Acının her tonu hoş gelir bana..." Diye mırıldandım ona bir adım yaklaşırken.
Benden bir adım uzaklaştı, "Fakat ben acının en koyu tonuyum."
Ve benden her gün git gide uzaklaşmasına şahit bırakıldım. Ona karşı en ufak bir kelime edemeden ateşe atıldım ve ateşte savaştım, ateşle savaştım. Çıtırtı sesleri eşliğinde kül oluşum bile kulaklarımda gezinirken, ruhumun gerçekten de bedenimi terk ettiğini hissediyordum.

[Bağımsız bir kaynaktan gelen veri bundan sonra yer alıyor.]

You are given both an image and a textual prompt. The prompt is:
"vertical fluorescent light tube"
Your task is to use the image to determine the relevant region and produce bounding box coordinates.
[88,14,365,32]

Fakat bunca umutsuzluğa, kaçışa, yenilgiye ve korkuya rağmen asla pes etmedim. Aşkta da, yarışta da. Lakin aşkta yenildim, savaşta ise gardım düştü, gücüm tükendi. Ve son olarak pes etmeye mahkûm bırakıldım...
Ben sadece aşıktım, onun aksine; hakikaten aşıktım.
"Sevilmek isterken iliklerine kadar sevgisizliği hisseden herkese..."
(...)
"Senin şımarıklıklarını çekecek bir adam değilim."
Sözleri üzerine gözlerim gözlerinde asılı kaldı. Kelimeler zihnimde bir oraya bir buraya kaçışırken hepsini bir araya toplamak oldukça zor olmuştu. Sakin ol Efsan... Kalbimdeki anlamsız ağrıyı görmezlikten geldim. Çenemi havaya dikip ters ters ona baktım. Giydiğim siyah topuklular sayesinde aramızdaki boy fark ı bir kafa mesafesi kadarken gerginlikten kuruyan dudaklarımı ıslatıp onunkiler kadar acımasız olan sözlerimi sarf ettim.
"Bende sana şımarıklık yapacak bir kadın değilim."